A blog series on the epidemiology of DGBIs
by Ami Sperber, MD, MSPH
Over the course of 2020 the term epidemiology has become a universally recognized concept for all the wrong reasons. With the global pandemic caused by COVID-19, we have become familiar with epidemics, pandemics, viral testing, epidemiological investigations, vaccination, among other things. Although it has gotten a lot of media attention in this context epidemiology, as a branch of public health, has been around for a long time and has contributed significantly to our understanding of the causes, distribution, and importance of many diseases and disorders.
What is Epidemiology?
At first, epidemiology focused on infectious diseases. Today, while it continues to focus on these diseases, such as COVID-19, it also has had a profound effect on our understanding of chronic, non-infectious diseases such as cancer, heart disease, hypertension, diabetes, and other threats to health such as smoking, poisoning, and accidents and through that how we can prevent and/or treat them.
How is the Prevalence of Chronic Disorders Calculated?

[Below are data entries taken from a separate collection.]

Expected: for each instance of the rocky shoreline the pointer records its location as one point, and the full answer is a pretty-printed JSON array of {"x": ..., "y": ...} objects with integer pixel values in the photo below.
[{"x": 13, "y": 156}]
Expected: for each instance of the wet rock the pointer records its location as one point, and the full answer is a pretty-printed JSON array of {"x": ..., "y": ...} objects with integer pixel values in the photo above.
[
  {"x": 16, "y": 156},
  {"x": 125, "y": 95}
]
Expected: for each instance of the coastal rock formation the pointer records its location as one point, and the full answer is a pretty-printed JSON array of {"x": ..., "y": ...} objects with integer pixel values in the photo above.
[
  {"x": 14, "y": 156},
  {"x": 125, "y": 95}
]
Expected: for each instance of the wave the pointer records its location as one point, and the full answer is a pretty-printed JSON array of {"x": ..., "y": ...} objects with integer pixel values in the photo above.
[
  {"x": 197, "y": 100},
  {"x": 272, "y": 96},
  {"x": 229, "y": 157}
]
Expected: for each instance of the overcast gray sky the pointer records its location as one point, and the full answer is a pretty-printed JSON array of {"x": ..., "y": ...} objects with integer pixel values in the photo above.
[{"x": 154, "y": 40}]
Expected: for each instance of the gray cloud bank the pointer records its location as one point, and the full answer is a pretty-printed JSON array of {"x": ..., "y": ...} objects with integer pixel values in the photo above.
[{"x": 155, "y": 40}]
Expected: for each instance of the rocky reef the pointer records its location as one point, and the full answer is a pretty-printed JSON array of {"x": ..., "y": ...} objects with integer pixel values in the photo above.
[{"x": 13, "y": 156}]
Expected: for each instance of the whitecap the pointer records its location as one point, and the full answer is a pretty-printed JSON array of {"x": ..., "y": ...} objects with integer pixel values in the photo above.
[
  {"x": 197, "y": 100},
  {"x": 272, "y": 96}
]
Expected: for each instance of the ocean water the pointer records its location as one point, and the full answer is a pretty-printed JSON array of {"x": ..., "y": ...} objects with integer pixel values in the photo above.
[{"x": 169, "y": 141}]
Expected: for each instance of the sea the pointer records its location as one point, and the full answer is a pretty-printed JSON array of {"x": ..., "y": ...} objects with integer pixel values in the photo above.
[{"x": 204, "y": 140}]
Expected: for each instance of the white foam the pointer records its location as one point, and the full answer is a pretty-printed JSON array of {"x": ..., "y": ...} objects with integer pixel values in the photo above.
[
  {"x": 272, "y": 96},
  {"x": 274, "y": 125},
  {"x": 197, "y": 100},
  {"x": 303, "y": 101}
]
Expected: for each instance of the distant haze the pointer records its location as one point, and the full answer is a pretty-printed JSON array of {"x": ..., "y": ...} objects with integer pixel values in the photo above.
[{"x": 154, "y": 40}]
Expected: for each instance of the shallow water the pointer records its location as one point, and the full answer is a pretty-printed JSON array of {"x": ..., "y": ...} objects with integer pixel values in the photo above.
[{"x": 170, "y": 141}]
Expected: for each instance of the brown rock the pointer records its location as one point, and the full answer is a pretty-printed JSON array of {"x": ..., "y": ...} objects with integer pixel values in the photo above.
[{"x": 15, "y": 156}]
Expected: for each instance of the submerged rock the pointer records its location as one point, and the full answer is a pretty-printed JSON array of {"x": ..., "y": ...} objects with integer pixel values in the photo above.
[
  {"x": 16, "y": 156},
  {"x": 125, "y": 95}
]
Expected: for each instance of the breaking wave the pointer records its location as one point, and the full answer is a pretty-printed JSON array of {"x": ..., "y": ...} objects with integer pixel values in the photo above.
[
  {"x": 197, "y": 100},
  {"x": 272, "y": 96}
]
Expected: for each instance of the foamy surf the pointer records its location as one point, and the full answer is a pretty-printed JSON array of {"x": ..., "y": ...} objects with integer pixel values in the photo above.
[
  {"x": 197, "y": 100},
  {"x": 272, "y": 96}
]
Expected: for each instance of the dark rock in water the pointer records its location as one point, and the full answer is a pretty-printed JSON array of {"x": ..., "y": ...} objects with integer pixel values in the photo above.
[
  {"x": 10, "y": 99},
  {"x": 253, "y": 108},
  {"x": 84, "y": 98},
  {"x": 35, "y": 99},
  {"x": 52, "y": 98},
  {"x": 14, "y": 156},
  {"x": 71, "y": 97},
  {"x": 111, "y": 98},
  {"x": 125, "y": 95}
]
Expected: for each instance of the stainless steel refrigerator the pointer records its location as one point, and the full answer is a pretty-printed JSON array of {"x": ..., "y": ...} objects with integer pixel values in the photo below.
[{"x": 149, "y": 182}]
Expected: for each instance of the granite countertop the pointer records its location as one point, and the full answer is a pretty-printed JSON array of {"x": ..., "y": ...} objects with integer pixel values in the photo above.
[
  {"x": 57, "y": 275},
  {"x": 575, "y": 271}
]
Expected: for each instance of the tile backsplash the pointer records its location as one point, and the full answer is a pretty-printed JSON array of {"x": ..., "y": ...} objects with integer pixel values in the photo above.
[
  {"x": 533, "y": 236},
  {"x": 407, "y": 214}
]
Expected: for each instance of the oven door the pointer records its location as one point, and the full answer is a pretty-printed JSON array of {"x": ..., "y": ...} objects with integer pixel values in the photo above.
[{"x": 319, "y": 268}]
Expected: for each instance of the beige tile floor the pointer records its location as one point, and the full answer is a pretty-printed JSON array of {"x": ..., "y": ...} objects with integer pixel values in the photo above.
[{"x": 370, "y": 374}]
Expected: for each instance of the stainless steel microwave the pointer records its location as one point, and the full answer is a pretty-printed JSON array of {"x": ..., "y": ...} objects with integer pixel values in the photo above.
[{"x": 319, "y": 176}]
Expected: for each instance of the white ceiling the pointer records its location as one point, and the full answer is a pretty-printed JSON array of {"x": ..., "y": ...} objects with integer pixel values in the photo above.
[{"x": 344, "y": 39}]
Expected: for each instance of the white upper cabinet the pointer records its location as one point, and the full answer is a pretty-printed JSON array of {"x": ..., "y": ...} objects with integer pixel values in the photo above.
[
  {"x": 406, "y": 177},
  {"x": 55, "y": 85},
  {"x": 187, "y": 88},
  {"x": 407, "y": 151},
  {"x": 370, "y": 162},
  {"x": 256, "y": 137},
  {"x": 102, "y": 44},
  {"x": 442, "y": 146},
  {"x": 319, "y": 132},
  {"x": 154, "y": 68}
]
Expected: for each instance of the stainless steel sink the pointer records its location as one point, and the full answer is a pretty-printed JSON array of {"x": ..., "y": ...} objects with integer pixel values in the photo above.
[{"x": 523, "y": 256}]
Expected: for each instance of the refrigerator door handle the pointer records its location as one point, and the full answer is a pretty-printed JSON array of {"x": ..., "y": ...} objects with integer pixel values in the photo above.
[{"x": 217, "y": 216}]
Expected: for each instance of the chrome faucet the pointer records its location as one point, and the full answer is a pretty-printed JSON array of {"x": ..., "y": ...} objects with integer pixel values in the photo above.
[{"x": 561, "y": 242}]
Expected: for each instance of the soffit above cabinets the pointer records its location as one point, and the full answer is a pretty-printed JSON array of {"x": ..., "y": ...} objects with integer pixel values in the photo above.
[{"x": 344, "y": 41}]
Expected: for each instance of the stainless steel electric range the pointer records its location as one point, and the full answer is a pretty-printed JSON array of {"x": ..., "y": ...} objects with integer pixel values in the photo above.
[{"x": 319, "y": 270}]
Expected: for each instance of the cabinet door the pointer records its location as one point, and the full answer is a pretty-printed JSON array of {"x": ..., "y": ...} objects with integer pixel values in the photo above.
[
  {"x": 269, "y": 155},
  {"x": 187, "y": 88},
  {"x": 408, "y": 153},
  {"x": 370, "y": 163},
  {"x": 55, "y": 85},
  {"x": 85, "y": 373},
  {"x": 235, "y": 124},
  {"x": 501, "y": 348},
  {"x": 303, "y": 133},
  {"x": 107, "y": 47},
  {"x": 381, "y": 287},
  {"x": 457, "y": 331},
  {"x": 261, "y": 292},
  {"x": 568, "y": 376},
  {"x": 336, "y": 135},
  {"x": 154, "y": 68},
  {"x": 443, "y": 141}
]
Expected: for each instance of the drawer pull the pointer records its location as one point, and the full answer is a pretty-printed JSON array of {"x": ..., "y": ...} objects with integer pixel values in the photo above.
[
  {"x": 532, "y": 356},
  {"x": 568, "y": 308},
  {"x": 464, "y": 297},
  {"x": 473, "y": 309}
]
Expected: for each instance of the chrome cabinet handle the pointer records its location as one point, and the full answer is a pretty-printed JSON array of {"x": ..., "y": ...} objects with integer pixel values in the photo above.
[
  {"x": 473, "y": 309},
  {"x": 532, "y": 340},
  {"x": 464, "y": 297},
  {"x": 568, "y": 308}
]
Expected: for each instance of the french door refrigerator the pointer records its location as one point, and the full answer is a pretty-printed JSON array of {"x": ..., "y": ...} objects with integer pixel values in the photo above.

Among the chronic disorders about which epidemiology can teach us a lot are the disorders of gut-brain interaction (DGBIs). Comprising over 20 disorders dispersed along the course of the digestive tract from oral cavity and esophagus through the stomach and intestines and down to the anorectum. One major area of interest is the prevalence of these disorders, or the percentage of the population that suffers from them at any given time. The figure below depicts the factors that go into the determination of a prevalence rate. ‘Incidence’ is the number of new cases entering the “prevalence tub’ over the course of a year, ‘recurrence’ is the number of people whose symptoms resolved and then reappeared, thus leaving and then rejoining the pool, ‘mortality’ is the number of people who left the pool due to death, and ‘prevalence’ is the result of these “comings and goings.”
What Can Prevalence Teach Us?
What can we gain from knowing the prevalence of a chronic illness? Plenty!!
- Assess and understand the burden of disease:
- Medical, social, and economic
- Enable comparisons across:
- Societies and cultures
- Ethnic and other popular subgroups
- Generate hypotheses for pathophysiological research (what causes the disease?)
- Provide incentives for developing new treatments
- Allocate healthcare resources
- Allocate funding for research
- Satisfy scientific and intellectual curiosity
The Rome Foundation recently completed a global study of the prevalence and burden of all the DGBI in a survey that encompassed over 76,000 individuals in 33 countries in 6 continents. It was the first of its kind and is yielding a plethora of scientific research possibilities.
In this series of blogs, we will highlight some of the main results of this study and their significance.